1. There is some research that cats--unlike some other non-human mammals--aren't good at cause-and-effect reasoning.

2. I think in some non-human animals we have something intermediate between a map and and the kind of search for explanatory understanding that we engage in. For Thomas, a crucial aspect of our search for explanatory understanding is that we strive to see the explanatory structure of the world as a whole, going all the way back to the answers of the ultimate explanatory questions. I doubt that any non-human animals on earth are engaged in trying to figure out if there is a first cause or what the fundamental laws of physics are.

Alexander R Pruss said...


I am not convinced. We can still raise this question: Hypothetically, suppose a divine law were such that it didn't help me to union with God, should I follow it?

I think we can at least imagine situations where following divine law does not help one to union with God. Divine law, for instance, requires one to provide for one's children materially if one can. Suppose that the only way one can provide materially for one's children is by taking a job such that (a) the job is not morally wrong, but (b) there is empirical data that people who do that job tend to become more callous or in some other way become less apt for union with God?

Malik said...

‘Hypothetically, suppose a divine law were such that it didn't help me to union with God, should I follow it?’

Answering this would have to do with the question of how we know the Divine Law actually leads to God which would deal with epistemology, revelation, possible questions on the nature of sanctification and sin, and the general purpose of the Divine Law itself. As a Catholic, I believe that the normative relationship with God comes through faith and following God’s commandments which come from his church which is the ground of truth hence it at least has something to do with this.

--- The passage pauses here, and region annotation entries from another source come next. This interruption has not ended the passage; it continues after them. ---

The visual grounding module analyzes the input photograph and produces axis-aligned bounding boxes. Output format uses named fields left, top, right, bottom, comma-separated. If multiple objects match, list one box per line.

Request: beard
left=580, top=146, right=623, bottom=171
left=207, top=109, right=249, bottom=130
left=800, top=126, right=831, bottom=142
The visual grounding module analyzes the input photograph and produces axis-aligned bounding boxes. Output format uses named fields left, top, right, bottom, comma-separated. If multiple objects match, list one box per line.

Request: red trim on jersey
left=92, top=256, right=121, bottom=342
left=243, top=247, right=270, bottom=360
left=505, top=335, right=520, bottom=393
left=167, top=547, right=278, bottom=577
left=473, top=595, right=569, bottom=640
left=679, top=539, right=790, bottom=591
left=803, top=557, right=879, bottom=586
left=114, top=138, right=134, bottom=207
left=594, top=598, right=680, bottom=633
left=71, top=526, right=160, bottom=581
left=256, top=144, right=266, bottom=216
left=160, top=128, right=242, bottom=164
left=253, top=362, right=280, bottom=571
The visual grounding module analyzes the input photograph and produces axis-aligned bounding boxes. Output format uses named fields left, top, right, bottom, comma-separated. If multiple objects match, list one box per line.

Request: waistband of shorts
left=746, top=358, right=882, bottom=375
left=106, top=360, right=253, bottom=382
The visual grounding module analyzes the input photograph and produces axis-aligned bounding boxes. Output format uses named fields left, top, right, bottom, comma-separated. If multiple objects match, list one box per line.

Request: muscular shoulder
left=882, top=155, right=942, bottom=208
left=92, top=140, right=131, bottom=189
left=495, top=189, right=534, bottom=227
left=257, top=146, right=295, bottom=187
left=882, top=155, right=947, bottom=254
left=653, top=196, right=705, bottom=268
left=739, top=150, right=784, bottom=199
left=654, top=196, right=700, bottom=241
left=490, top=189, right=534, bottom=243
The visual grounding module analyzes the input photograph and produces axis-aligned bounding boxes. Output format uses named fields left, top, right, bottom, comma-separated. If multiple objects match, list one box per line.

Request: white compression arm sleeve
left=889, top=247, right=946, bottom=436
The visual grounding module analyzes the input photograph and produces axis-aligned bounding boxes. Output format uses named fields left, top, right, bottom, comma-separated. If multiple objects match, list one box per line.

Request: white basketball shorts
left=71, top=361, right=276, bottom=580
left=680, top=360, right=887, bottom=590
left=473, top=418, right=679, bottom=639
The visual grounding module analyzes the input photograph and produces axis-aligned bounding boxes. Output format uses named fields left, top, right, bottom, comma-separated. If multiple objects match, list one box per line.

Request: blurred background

To the latter question, this is a clear dilemma ethically as while the first thing is a moral duty that is apparent to us as Christian then in fulfilling that duty under these circumstances (assuming b’s truth) there are negative effects on the ‘heart’ hence they may cancel one another out in regards to sanctification. While I wonder what kind of non-sinful work could cause such a thing by it’s very nature it would be best to advocate that ‘good work’ is also a thing (as the church does), and if possible, refrain from bad work. Work was decreed as good by God and was made for man but man was not made for work in itself.
The Catechism says:
“2428 In work, the person exercises and fulfills in part the potential inscribed in his nature. The primordial value of labor stems from man himself, its author and its beneficiary. Work is for man, not man for work.
Everyone should be able to draw from work the means of providing for his life and that of his family, and of serving the human community.”

This is an ideal however but I would say that we would need further studies of the ‘heart’ and contemplation upon how it actually relates to our relationship to God. Let’s now assume that (b) is being something like a soldier where you are slaying men in defense of the state(as is my current job while getting my degree in philosophy), then it may be best for us as men to become peace advocates.
While pacifism is upheld as a positive view by the church a standard reading of Romans 13 tells you that the state via the nature of the institution has the right to the sword for the protection of the citizenry. We should note that this authority is likely not a good in itself as preferably the law would never be broken and states would never wage wars. The Divine law also traditionally comes before all laws of men.

We do apparently live in a ‘fallen world’ however so stuff happens.

I would say however that it is best to follow the law still as it’s seemingly good in many respects but bad in one. You can feed yourself, feed your family, and care for them which is good for the human person while the downside is the hardening of the heart that happens. On a consequentialist view I see that this may be overall a good or at least preferable to the possible evils.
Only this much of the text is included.